Pansy pulled me into a seat at our table, sitting very close to me. I wanted to pull away. I wanted not to touch her, but instead I moved closer, and put an arm around her, kissing her. The 'The less I understand about love," I thought to myself, 'the more I'll pretend.'

I looked across the room for a moment, potter was looking back at me. He looked angry he looked disgusted. I know how it must have appeared. I confess my love to him and the next day, I'm sitting intimately with another girl. But he didn't understand. He didn't understand that I wanted them both to be loved. Didn't he know that they both deserved it?

He didn't want love from me, though. He only wanted it from her. The girl who sat across the table from him, smiling and laughing. The girl he couldn't have. I could tell that looking at her was killing him, and I just wished that I could love him. Did he think that he deserved to hurt like that?
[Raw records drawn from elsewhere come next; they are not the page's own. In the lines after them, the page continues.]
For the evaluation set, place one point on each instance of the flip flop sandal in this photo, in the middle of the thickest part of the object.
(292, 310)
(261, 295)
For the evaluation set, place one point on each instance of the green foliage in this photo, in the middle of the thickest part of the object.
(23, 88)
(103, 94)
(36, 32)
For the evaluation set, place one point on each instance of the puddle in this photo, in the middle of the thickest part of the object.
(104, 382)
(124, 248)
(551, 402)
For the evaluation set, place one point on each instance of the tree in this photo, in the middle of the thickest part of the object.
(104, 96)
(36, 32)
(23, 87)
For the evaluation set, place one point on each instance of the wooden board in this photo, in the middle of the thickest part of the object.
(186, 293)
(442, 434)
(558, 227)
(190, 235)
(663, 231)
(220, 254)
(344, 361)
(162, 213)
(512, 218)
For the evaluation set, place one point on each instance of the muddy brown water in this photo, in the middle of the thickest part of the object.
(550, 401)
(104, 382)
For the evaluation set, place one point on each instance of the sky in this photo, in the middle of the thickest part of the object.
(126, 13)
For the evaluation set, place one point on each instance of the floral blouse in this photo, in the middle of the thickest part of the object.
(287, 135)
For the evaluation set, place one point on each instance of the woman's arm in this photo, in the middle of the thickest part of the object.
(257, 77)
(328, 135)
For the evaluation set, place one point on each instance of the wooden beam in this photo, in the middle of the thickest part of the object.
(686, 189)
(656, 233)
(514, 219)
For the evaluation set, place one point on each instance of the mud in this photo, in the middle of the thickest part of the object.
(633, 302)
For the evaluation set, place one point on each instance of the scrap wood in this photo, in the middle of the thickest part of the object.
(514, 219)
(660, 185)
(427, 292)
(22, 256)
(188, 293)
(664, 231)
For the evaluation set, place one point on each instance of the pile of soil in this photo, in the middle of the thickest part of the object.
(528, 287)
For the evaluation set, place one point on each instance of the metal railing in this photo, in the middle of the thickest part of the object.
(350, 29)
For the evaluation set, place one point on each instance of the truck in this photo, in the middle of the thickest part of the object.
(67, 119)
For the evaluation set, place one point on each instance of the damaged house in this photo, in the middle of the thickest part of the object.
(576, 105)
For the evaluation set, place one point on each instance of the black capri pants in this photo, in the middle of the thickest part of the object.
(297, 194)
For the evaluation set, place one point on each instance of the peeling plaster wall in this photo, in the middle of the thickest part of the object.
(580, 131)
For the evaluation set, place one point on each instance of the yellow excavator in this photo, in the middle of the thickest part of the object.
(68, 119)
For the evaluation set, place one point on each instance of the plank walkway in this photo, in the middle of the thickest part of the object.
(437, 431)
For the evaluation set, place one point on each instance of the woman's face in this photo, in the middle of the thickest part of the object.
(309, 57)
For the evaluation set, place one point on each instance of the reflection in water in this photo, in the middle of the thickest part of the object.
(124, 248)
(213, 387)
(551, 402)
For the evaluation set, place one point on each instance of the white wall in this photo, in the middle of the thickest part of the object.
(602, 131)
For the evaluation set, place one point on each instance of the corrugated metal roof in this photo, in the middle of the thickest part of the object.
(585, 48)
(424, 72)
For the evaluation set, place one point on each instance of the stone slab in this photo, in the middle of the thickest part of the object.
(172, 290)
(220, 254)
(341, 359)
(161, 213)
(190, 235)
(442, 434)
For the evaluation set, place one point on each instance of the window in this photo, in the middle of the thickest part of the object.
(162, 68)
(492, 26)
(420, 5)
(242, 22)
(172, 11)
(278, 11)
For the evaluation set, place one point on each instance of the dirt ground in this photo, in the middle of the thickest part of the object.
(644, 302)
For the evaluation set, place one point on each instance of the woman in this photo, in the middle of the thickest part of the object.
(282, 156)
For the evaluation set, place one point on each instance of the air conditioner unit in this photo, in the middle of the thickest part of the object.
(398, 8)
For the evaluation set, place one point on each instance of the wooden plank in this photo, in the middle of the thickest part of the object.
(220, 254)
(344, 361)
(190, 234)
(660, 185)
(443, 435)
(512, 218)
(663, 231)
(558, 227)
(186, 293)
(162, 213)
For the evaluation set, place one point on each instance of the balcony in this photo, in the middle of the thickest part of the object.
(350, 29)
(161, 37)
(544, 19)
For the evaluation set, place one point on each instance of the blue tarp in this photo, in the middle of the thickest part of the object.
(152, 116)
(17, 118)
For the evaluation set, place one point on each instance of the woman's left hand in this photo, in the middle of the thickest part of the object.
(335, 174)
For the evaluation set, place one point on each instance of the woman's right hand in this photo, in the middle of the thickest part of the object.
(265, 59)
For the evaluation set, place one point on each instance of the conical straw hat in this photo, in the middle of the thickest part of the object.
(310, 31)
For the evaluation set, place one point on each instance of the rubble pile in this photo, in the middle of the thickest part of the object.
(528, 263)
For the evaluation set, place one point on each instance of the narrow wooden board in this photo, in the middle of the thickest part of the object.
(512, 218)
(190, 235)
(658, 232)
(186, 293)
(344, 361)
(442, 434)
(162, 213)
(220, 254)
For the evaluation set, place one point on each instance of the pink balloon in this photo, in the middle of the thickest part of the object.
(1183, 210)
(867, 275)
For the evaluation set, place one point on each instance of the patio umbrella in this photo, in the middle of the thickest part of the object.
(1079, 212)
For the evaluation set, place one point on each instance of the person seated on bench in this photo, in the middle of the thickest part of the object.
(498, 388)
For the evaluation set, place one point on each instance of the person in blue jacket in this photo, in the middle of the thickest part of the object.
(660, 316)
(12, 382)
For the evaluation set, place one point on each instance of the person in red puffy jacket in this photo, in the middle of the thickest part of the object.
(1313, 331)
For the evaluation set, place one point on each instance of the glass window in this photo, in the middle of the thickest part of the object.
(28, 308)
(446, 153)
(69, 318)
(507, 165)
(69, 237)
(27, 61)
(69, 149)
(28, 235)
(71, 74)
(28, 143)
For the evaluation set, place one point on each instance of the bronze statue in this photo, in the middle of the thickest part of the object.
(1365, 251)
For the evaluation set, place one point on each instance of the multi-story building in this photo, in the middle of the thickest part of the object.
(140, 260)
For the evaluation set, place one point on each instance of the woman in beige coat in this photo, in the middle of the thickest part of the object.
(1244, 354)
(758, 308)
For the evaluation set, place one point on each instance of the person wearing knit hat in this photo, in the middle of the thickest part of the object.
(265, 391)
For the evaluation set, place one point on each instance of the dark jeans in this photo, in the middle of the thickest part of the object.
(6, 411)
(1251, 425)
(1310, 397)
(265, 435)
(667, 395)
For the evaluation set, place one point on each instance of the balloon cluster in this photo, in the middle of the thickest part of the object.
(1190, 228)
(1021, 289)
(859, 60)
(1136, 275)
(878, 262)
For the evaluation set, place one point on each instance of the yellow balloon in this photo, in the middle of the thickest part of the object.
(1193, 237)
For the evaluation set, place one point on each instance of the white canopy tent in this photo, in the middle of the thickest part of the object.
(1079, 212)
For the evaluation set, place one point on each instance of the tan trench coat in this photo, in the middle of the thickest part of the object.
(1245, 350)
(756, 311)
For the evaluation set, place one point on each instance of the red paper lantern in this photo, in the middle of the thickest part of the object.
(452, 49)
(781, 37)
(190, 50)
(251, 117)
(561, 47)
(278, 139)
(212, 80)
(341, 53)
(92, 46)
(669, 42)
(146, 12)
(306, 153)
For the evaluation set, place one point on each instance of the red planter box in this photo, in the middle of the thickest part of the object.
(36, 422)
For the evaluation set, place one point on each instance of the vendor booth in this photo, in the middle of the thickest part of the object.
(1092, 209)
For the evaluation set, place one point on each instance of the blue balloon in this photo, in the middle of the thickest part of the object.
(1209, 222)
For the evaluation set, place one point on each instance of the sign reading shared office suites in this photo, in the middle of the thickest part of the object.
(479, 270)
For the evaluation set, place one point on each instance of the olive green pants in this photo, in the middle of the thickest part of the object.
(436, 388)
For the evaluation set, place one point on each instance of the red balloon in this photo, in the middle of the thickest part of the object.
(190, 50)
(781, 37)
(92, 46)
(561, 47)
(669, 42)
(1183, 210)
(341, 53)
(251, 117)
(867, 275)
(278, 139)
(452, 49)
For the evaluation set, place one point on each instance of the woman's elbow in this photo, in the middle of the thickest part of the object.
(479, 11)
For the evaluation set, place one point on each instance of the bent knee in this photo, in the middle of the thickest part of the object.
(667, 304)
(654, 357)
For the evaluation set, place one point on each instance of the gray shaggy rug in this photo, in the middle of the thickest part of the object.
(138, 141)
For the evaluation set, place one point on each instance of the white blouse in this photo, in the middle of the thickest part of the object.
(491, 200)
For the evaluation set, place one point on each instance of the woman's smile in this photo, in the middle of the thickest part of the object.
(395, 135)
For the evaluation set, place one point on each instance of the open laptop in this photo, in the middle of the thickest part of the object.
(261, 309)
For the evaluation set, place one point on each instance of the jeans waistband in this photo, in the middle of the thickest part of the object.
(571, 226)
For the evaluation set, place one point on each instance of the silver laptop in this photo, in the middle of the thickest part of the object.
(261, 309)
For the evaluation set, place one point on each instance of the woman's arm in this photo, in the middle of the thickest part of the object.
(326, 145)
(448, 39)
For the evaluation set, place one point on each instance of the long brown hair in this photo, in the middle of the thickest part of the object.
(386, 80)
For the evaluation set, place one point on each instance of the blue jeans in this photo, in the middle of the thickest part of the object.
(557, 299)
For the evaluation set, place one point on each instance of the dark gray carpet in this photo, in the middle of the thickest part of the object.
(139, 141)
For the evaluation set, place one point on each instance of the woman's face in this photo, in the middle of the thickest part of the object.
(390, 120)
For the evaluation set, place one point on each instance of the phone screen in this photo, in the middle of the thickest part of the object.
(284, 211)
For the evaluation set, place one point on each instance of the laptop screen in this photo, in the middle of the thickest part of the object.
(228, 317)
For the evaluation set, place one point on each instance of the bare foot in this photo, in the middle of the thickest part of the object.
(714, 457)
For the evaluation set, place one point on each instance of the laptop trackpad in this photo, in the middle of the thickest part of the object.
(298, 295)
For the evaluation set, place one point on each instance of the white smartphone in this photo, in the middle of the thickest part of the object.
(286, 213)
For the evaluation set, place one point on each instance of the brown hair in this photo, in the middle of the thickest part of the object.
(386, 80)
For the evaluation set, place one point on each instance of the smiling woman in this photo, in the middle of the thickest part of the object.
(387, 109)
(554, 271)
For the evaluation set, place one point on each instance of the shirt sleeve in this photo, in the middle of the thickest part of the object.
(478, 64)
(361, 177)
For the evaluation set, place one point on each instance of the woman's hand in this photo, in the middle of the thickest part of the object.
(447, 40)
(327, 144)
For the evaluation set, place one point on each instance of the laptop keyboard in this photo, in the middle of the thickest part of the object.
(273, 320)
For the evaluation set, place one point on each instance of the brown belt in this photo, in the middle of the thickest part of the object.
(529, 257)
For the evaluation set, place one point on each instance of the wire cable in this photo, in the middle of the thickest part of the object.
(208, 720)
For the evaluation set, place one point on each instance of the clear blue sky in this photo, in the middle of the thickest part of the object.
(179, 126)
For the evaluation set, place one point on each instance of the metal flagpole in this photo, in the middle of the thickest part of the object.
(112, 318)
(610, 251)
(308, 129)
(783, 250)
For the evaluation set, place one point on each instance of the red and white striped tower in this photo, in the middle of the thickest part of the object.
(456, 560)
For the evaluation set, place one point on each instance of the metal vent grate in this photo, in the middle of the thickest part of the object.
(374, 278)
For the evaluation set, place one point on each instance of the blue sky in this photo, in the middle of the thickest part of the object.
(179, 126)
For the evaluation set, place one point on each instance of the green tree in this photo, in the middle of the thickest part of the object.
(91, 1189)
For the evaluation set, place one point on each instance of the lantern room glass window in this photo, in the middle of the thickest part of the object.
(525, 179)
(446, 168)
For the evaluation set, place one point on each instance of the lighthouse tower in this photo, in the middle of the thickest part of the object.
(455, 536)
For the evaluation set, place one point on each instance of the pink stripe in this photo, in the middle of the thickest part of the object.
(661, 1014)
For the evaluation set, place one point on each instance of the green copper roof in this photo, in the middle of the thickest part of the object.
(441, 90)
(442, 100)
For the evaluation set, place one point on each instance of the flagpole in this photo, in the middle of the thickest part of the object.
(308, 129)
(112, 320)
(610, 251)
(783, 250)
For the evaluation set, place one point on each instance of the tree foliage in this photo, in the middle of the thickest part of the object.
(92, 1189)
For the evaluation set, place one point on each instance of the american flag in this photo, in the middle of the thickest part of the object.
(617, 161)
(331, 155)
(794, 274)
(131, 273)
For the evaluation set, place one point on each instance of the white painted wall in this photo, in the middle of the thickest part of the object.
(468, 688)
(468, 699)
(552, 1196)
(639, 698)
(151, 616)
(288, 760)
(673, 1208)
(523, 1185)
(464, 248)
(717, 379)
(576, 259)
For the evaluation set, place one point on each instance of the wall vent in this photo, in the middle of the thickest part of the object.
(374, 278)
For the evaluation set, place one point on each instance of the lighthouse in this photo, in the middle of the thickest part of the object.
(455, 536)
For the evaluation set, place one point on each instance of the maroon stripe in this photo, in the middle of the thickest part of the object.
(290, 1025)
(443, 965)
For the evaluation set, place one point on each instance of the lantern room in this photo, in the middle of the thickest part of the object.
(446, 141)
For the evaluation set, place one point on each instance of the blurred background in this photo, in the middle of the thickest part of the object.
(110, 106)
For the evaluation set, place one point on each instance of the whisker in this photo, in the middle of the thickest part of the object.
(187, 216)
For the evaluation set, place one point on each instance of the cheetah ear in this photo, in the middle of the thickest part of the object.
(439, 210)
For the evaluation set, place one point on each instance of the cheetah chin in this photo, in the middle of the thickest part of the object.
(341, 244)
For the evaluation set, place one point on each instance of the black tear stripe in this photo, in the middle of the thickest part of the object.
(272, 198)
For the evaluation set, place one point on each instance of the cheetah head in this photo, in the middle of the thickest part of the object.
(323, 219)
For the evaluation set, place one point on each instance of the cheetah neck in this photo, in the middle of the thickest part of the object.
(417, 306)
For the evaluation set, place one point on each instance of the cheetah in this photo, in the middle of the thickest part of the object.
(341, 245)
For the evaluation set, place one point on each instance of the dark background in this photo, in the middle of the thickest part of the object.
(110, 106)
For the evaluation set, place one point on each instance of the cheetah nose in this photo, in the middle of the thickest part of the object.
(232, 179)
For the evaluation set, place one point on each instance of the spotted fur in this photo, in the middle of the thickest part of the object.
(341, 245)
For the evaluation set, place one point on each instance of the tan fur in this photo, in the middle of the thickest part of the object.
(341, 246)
No one deserved that. No one but me.

But he didn't know that.

Days passed by, each day I pretended a bit more, each day Pansy became a little happier. Each day potter died a little more.

'Why can't I help him?

It was late evening; I was walking outside the castle.

'why can't I love him?'

It was beginning to rain.

'He wants to hold her, but I wish I could fill in until he can hold the one he loves.'

And then I saw them, Potter and Granger, they were talking. I watched on, hoping against hope that this meeting would grant potter what he wanted.

"I'm sorry Harry" I could tell his heart had broken with those words, and mine cracked along with his. "I know you just want my love, and I wish I could give it to you, but it already belongs to someone else" She was choking back tears. Tears for him.. "I wish I could pretend to love you, but I can't. I just can't.

She turned.

She ran.

Potter stayed

He sank to the ground

He sobbed

The rain hammered down.

I walked toward him.

I spun him around.

I kissed him.

"I know you don't love me." I whispered into his ear as he cried, "but would you please, please find it in your heart to let me love you? I just wish that I could love you"

"No" He sobbed into my chest" Never, no, no, no, never" He said this, but pulled me closer at the same time, and I knew that he would let me comfort him the way I wanted to.

"You don't have to decide right now" I said to him " but if ever you do decide that you want me, I'll be waiting." Then he collapsed in my arms, and I held him, hoping that if I held him close enough, he wouldn't hurt anymore, hoping that if I help him close enough everyone would be happy, that if I held him close enough, everyone would be loved.

Because everyone deserves to be loved.